Architecture Overview¶

This page provides a high-level overview of the ML Container Creator system. For detailed implementation guidance, see the Generator Architecture developer guide.

System Components¶

graph TD
    subgraph "Generator"
        CLI["CLI Entry Point<br/>index.js"]
        CM["ConfigManager<br/>8-source precedence"]
        PR["PromptRunner<br/>5-phase prompts"]
        TM["TemplateManager<br/>validation"]
        TE["Template Engine<br/>EJS processing"]
        GV["GenerationValidator<br/>schema validation"]
    end

    subgraph "MCP Servers"
        BIP["base-image-picker"]
        IS["instance-sizer"]
        RP["region-picker"]
        MP["model-picker"]
        HCP["hyperpod-cluster-picker"]
    end

    subgraph "Catalogs"
        CAT["servers/lib/catalogs/*.json"]
    end

    subgraph "Schema Registry"
        SR["~/.ml-container-creator/schemas/"]
    end

    subgraph "Generated Project"
        DO["do/ scripts"]
        CODE["code/ serve scripts"]
        DOCKER["Dockerfile"]
    end

    CLI --> CM
    CM --> PR
    PR --> TM
    TM --> TE
    TE --> DO
    TE --> CODE
    TE --> DOCKER
    TE --> GV
    GV -->|"validates payloads"| SR
    CM -->|"queries"| BIP
    CM -->|"queries"| IS
    CM -->|"queries"| RP
    CM -->|"queries"| MP
    CM -->|"queries"| HCP
    CAT -->|"feeds"| BIP
    CAT -->|"feeds"| IS
    CAT -->|"feeds"| RP
    CAT -->|"feeds"| MP

Deployment Configurations¶

The generator supports 15 deployment configurations across 4 architecture families:

Architecture	Backends	Description
HTTP	flask, fastapi	Traditional ML models (sklearn, xgboost, tensorflow) with a Python web server
Transformers	vllm, sglang, tensorrt-llm, lmi, djl	LLM serving where the framework handles HTTP, batching, and model loading
Triton	fil, onnxruntime, tensorflow, pytorch, vllm, tensorrtllm, python	NVIDIA Triton Inference Server with model repository pattern
Diffusors	vllm-omni	Image generation models via vLLM's diffusion support

Each configuration is expressed as an architecture-backend string (e.g., transformers-vllm, triton-fil).

Deployment Targets¶

Target	Description
`managed-inference`	Real-time SageMaker endpoints
`async-inference`	Asynchronous endpoints with S3 input/output
`batch-transform`	Batch processing of datasets in S3
`hyperpod-eks`	Kubernetes deployment on SageMaker HyperPod EKS clusters

Generator Lifecycle¶

The CLI runs through four generation phases:

Initializing — Loads configuration from CLI, environment, config files, and MCP servers.
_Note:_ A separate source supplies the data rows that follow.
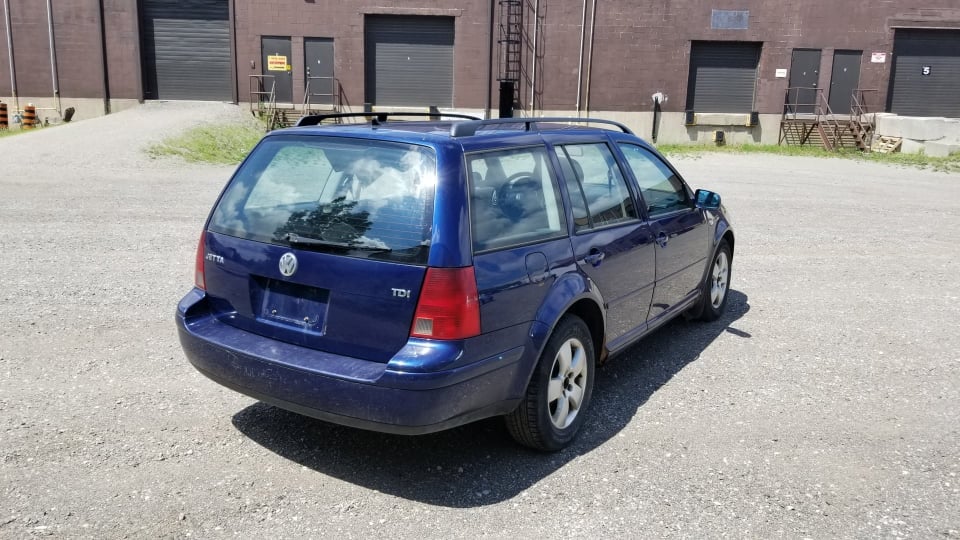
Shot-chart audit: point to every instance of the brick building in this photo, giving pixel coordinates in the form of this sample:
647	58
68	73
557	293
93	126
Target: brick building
714	62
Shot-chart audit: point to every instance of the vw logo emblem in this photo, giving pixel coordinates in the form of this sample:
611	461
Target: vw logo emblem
288	264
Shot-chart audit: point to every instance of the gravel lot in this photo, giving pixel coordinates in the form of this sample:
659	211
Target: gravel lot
824	405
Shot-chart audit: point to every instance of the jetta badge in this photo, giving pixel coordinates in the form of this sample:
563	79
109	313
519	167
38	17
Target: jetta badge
288	264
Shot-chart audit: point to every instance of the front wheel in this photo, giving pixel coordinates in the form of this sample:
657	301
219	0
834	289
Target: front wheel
717	284
556	401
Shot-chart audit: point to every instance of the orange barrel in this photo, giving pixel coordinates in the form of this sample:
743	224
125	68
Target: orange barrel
29	117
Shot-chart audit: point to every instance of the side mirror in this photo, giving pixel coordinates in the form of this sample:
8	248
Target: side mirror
707	200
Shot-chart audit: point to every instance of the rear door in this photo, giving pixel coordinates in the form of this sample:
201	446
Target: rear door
323	242
611	243
519	232
681	230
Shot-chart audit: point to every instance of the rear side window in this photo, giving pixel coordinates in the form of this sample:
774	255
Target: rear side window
514	198
357	197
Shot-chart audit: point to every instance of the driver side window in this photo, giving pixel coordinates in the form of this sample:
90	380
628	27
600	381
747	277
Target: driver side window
662	190
514	198
598	191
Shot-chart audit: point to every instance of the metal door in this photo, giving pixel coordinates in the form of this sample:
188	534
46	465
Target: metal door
275	62
804	78
844	80
318	70
408	60
186	49
926	73
723	76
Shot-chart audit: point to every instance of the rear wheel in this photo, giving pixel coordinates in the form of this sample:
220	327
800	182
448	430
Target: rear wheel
713	297
556	401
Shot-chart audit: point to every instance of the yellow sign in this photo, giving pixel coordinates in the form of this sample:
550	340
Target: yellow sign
276	62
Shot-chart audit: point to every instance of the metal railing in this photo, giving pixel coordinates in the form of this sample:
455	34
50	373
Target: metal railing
263	102
329	100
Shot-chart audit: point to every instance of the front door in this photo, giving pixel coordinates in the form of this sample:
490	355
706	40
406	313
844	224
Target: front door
681	231
844	80
318	70
611	244
276	67
804	78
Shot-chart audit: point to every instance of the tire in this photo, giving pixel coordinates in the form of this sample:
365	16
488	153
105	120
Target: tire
716	286
564	373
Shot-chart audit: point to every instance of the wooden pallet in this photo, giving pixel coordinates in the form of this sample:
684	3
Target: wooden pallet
887	145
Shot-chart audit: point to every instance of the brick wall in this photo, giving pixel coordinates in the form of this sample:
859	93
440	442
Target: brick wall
638	47
344	22
643	48
78	47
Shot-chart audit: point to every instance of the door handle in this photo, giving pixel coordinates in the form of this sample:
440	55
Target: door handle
595	257
662	239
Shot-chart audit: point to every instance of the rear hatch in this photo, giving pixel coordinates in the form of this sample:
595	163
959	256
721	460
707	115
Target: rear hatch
322	242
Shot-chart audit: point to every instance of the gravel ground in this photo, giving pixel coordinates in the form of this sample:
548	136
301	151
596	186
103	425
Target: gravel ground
825	404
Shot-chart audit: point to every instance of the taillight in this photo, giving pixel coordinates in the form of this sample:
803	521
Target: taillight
448	307
198	279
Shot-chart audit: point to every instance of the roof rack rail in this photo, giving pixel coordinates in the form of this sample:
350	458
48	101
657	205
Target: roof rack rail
465	129
377	117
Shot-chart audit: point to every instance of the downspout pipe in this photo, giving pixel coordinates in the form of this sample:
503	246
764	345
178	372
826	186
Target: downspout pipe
593	29
583	30
536	50
53	57
486	103
103	58
13	69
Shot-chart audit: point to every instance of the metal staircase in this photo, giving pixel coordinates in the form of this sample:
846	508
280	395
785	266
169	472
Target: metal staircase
822	127
320	95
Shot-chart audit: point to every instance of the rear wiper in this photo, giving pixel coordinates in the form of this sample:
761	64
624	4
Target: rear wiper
295	240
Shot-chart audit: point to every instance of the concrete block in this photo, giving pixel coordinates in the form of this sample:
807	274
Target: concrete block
910	146
919	128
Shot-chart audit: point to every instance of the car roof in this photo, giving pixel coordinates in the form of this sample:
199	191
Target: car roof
471	134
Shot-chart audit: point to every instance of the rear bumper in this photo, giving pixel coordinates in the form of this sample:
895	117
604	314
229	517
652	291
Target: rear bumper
351	391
Checks for subcommands (bootstrap, registry, mcp).
Prompting — Collects user input in four phases: Infrastructure, Core ML, Modules, Project. Queries MCP servers for instance types, regions, base images, and models.
Writing — Validates the configuration, processes EJS templates, and generates the project with do-framework scripts.
Post-generate — Runs sample model training if requested, sets executable permissions.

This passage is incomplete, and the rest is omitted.